Помогите пожалуйста. У меня начались приступы полгода назад. Приемущественно по вечерам скачет давление. Боли в грудной клетке. Холодеют руки-ноги. Приступы тахикардии, затрудненное дыхание + боли по середине спины. Там еще какая-то шишка образовалась, даже рукой чувствуется.

Ходил к мануалу - непомогло. Еще тревожное состояние. Врачей оббегал кучу. Подскажите, насколько это серьёзно и есть какие-то препараты снимающие симптомы или упражнения. И из-за какого отдела позвоночника могут быть подобные явления?


----------



## abelar (24 Авг 2009)

Ваш "мануал" что "делал"? В общих чертах....Есть ли снимки ШОП?aiwan
"Давление скачет" : в каком диапазоне?


----------



## юрий ром (24 Авг 2009)

Снимков нету((( Сейчас собираюсь делать. Мануал - доктор Левин. Мне его рекомендовали. Он крутил голову, чего-то вправлял в спине, а так не знаю. Прописал витрум, остеомаг, мальгаму и дона. 

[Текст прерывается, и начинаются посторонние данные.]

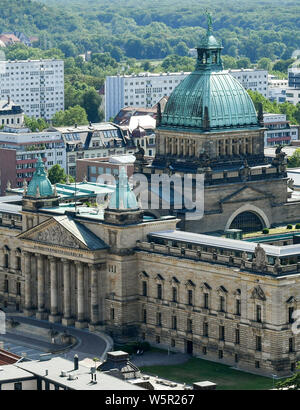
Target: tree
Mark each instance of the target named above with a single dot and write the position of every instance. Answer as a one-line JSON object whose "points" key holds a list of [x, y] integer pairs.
{"points": [[291, 383], [294, 160], [71, 116], [34, 124], [243, 62], [91, 102], [264, 63], [283, 65], [57, 175]]}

Временами бывают улучшения, а так, практически постоянно что-то болит и дышать тяжело, как-будто что-то грудь сжимает. Постоянное чувство тревоги, давление то бывает 180/90, 160/88, а так, в норме - 127/88. Рост у меня 196 см, вес 129 кг.


----------



## Доктор Ступин (25 Авг 2009)

Анализ крови, мочи, ЭКГ, когда делали?
У эндокринолога были?


----------



## юрий ром (25 Авг 2009)

ЭКГ делал. Даже ЭХО делал. С сердцем говорят есть проблемы но небольшие. Гармоны сдавал. УЗИ почек и надпочечников тоже делал. Говорят всё в пределах нормы. А с сердцем говорят блокада левого желудочка. И незначительное увиличение.


----------



## Ell (25 Авг 2009)

Ваш возраст?
Образ жизни, работа?


----------



## юрий ром (25 Авг 2009)

Возраст 32 года. Работаю в такси.


----------



## Доктор Ступин (26 Авг 2009)

юрий ром написал(а):


> Приемущественно по вечерам скачет давление. Боли в грудной клетке. Холодеют руки-ноги. Приступы тахикардии, затрудненное дыхание + боли по середине спины.
> Еще тревожное состояние. Врачей оббегал кучу.


А психотерапевт?

Там еще какая-то шишка образовалась, даже рукой чувствуется.
А Узи делали, хирургу показывали?


----------



## юрий ром (26 Авг 2009)

Да, был и у него. "Психотерапевты" сказали, что это панические атаки. Прописали релиум, не прошло. УЗИ пока не делал и к хирургу не ходил. Я сейчас мало работаю, так что денег потратил немало. И всё впустую.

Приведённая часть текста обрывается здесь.